Multi-LoRA
Low-Rank Adaptation (LoRA) is an efficient parameter fine-tuning method. It decomposes the weight matrix of an LLM into a sum of the original weight matrix and the product of two low-rank matrices, that is, W' = W + BA. The number of parameters required for training matrix B and A is far less than that required by the original weight. Therefore, the product result can be integrated into the linear layer and passed downwards, achieving lightweight fine-tuning of LLMs.
Multi-LoRA uses multiple LoRA weights for inference based on a base model. Each request carries a specified LoRA ID. During inference, the corresponding LoRA weight is dynamically matched.

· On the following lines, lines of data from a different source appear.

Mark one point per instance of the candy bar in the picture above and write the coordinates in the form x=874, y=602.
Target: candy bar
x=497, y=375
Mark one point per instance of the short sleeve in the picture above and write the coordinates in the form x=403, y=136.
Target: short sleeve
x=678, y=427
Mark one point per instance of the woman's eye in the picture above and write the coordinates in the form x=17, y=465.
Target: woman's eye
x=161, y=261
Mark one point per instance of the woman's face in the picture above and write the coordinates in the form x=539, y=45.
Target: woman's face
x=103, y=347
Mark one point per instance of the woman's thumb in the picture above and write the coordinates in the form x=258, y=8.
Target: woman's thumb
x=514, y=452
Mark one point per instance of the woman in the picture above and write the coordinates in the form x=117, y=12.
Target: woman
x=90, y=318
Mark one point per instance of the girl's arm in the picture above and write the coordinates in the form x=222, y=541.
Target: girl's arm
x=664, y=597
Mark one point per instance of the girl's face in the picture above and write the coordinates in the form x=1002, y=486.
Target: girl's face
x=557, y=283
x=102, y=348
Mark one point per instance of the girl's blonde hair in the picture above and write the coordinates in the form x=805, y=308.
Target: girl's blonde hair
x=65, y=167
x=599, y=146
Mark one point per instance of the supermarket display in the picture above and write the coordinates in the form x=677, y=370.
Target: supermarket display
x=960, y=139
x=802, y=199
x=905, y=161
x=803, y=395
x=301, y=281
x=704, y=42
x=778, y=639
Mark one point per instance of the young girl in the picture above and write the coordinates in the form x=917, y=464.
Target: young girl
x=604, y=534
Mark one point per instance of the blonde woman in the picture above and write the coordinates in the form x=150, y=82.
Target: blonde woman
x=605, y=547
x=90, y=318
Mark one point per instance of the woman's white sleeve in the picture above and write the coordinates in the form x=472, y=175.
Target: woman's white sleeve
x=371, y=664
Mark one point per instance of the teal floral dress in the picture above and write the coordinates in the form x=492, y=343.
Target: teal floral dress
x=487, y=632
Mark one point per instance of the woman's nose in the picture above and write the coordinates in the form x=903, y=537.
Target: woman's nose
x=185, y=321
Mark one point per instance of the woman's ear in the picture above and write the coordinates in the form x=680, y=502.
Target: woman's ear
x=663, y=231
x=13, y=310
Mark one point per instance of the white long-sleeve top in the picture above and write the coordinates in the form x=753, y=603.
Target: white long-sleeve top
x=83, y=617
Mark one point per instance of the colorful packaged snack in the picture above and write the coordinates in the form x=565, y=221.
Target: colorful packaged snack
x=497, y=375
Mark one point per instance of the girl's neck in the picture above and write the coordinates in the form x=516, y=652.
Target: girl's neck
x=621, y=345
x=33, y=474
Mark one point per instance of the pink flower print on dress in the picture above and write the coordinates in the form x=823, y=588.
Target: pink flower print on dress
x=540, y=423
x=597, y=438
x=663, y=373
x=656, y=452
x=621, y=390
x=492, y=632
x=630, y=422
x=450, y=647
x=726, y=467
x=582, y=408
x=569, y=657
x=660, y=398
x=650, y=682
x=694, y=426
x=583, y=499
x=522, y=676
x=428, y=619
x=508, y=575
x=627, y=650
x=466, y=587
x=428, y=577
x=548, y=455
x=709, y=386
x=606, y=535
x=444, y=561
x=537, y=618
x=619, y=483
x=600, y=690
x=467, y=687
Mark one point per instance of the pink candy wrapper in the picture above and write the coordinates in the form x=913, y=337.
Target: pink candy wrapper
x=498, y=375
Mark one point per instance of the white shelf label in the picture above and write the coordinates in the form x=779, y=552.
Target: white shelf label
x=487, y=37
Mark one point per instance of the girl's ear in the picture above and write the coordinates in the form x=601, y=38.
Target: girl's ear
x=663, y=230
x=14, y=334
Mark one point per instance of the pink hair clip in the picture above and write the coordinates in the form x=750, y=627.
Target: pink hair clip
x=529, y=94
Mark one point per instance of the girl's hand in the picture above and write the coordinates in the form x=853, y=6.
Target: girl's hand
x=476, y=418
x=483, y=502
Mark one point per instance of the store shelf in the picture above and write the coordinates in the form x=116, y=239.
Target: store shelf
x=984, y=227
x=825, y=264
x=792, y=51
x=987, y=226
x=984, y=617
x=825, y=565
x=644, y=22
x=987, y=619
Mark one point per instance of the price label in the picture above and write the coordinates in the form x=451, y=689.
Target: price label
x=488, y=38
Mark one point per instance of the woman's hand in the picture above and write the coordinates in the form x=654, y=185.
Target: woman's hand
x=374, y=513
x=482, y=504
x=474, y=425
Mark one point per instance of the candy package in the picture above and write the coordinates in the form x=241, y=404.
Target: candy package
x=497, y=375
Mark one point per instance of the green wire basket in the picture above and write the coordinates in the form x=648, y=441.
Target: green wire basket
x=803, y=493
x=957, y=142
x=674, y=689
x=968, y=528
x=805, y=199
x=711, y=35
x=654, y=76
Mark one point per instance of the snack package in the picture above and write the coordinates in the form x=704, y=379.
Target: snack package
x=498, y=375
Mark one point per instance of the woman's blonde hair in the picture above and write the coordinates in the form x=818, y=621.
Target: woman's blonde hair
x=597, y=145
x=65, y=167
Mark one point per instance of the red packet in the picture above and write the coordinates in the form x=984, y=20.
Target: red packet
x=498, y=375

During service deployment, the LoRA weight and base model weight are pre-loaded to the graphics memory. A single inference request uses at most one LoRA weight, and it is compatible with inference requests that do not use LoRA weights. For models with a large number of parameters, if the parameter size is too large to fit on a single device, tensor parallelism can be used.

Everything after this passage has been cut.